Doug Specht for Geographical about how maps tell the story of war in Ukraine

20 April 2022
  • olga-subach-BRHVnm1SPWA-unsplash

Doug Specht, Senior Lecturer and Director of Teaching, Learning and Quality Assurance in the School of Media and Communication, along with Alexander Kent of Canterbury Christchurch University, wrote an article for Geographical about how maps tell the story of war in Ukraine.

Talking about maps, he wrote: “As a means of conveying the spatial elements of conflict such as the movement of troops and their control of territories, [maps] offer an immediate and effective visual summary. The war in Ukraine has stimulated the production of hundreds of maps across various media, including newspapers, television and websites, each pertaining to indicate the status on the ground to a wide readership.”

Explaining the use of colour in maps, he added: “Most of the maps published recently in the media depict Russian forces and their territorial gains using red, with its connotations of threat and violence.
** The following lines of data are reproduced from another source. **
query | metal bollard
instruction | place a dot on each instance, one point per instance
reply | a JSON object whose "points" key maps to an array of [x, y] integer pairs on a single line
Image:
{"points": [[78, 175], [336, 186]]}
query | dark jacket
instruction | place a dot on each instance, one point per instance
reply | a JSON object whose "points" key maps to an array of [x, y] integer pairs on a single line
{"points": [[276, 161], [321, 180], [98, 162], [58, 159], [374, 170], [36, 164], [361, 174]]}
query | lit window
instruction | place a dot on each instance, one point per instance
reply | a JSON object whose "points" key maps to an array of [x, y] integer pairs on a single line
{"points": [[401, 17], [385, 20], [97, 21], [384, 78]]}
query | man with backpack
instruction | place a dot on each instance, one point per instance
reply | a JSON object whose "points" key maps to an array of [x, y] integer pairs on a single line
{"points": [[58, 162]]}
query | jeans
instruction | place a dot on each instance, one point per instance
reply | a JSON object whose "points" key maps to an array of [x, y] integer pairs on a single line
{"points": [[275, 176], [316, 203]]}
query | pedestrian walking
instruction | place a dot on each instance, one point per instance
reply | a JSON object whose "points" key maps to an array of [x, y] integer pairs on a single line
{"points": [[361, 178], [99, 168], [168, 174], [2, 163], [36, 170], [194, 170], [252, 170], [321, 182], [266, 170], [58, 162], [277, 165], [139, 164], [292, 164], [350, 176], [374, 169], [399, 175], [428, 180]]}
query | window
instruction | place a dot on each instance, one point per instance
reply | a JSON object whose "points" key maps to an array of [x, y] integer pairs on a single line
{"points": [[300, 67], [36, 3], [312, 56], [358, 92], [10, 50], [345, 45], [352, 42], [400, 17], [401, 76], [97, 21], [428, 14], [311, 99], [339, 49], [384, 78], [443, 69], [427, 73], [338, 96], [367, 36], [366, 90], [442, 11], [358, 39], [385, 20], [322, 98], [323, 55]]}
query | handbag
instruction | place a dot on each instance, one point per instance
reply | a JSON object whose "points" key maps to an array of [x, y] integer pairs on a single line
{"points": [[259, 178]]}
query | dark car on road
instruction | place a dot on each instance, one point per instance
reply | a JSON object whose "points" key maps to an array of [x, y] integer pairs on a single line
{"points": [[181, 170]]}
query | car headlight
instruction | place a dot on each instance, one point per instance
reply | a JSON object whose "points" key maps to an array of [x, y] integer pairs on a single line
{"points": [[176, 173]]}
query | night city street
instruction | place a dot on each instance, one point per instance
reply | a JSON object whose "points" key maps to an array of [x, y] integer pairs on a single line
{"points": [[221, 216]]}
The use of red also provides historical associations with the Red Army and the Soviet Union, renewing fears of the threat posed by the Cold-War superpower.”

In his concluding remarks, Specht wrote: “As more maps of the war in Ukraine continue to be produced by the news media, their authors struggle with the challenge of conveying the complexities of a dynamic and unpredictable conflict to a wide audience.

“Maps are abstract representations that help us to comprehend the changing global landscape, but none can fully represent the truth, and all are governed by the essential cartographic choices of what to show and how to show it.”